Archaeologists have long puzzled over how ancient workers moved the stones of Stonehenge. Now, a new experiment shows it might not have been that hard after all.
The blocks of rock that make up the ancient structure weren’t to be found in the local surroundings of Stonehenge. In fact, archaeologists believe that the stones were transported from the Presili Mountains in Wales to where they now stand—a journey of around 140 miles.
From experiments performed by University College London researchers in the city’s Gordon Square, though, it seems the journey may not have been quite as taxing as it sounds. The team built a special sycamore sled for a 1-tonne stone, then used a series of silver birch rollers to drag the rock. They found that ten people could then pull the stone about 10 feet every five seconds, which the team thinks is surprisingly fast.
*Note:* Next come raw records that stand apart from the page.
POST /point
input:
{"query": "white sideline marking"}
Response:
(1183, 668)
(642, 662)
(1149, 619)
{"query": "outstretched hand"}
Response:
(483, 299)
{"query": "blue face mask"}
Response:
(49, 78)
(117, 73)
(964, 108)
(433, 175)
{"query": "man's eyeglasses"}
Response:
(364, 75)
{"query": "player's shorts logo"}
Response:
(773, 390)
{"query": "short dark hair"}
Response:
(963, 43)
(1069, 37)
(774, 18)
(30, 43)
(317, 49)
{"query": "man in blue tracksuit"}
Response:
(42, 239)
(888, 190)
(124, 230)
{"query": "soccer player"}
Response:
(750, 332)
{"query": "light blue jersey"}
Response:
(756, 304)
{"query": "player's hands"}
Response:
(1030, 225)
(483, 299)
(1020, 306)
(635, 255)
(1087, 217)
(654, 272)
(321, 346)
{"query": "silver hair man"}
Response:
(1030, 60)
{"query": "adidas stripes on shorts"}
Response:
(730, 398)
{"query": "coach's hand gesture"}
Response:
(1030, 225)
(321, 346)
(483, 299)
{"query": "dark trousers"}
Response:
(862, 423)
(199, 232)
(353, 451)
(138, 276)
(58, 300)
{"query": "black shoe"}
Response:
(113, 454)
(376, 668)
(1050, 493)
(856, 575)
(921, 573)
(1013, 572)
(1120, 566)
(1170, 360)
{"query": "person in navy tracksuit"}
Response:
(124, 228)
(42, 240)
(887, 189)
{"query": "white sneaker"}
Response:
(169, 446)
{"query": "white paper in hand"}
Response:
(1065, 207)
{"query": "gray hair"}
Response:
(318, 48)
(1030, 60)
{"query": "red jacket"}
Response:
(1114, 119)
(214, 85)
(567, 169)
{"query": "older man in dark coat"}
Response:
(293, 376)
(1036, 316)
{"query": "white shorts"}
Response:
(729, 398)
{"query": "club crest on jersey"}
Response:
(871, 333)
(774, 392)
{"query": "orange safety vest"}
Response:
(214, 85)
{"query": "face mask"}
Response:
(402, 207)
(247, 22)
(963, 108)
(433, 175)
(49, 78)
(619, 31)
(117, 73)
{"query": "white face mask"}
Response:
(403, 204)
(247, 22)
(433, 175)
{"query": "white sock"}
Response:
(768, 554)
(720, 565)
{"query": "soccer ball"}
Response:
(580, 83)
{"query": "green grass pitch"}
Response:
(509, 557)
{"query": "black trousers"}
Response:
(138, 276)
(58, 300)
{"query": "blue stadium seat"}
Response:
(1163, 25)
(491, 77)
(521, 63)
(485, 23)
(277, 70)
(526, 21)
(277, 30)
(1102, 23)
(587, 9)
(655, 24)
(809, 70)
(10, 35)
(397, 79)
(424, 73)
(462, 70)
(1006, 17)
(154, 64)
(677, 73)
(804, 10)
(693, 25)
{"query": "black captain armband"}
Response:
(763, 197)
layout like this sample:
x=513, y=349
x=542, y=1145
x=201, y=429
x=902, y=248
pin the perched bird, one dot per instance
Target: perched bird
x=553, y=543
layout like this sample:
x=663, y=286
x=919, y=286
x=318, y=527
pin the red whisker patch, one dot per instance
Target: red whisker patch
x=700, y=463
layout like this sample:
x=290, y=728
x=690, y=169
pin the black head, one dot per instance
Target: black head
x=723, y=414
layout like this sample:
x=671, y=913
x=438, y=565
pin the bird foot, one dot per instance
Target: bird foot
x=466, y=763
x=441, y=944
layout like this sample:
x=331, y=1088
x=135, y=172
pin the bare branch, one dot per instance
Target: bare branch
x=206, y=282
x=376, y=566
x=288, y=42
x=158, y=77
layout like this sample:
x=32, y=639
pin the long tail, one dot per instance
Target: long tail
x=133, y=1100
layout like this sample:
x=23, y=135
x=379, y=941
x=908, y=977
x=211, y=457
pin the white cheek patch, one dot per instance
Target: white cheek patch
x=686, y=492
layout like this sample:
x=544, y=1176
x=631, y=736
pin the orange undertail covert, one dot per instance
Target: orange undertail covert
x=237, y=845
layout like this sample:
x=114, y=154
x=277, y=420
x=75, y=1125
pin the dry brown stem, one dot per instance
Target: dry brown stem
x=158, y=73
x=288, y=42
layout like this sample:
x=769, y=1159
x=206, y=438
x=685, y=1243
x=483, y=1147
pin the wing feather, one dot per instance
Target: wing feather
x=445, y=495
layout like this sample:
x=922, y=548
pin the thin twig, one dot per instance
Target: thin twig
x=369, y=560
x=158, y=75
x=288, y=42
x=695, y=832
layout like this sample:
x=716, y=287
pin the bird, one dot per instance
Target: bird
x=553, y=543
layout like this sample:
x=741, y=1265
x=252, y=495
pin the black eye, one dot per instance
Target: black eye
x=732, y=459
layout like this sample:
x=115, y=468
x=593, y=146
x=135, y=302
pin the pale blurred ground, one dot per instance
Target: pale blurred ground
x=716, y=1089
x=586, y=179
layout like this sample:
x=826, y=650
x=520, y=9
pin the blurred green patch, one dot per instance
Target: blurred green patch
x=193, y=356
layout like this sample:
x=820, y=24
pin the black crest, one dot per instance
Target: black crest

The stones that make up Stonehenge are, admittedly, larger—they weigh about 2 tonnes each. Still, that wouldn’t make the task impossible. Speaking to The Telegraph, Barney Harris, one of the researchers, explained:
“We know that pre-industrialised societies like the Maram Naga in India still use this kind of sledge to construct huge stone monuments... Some people think they may have been pulled by oxen, but actually oxen are quite belligerent and difficult to control. This experiment shows that humans could have carried out the task fairly easily.”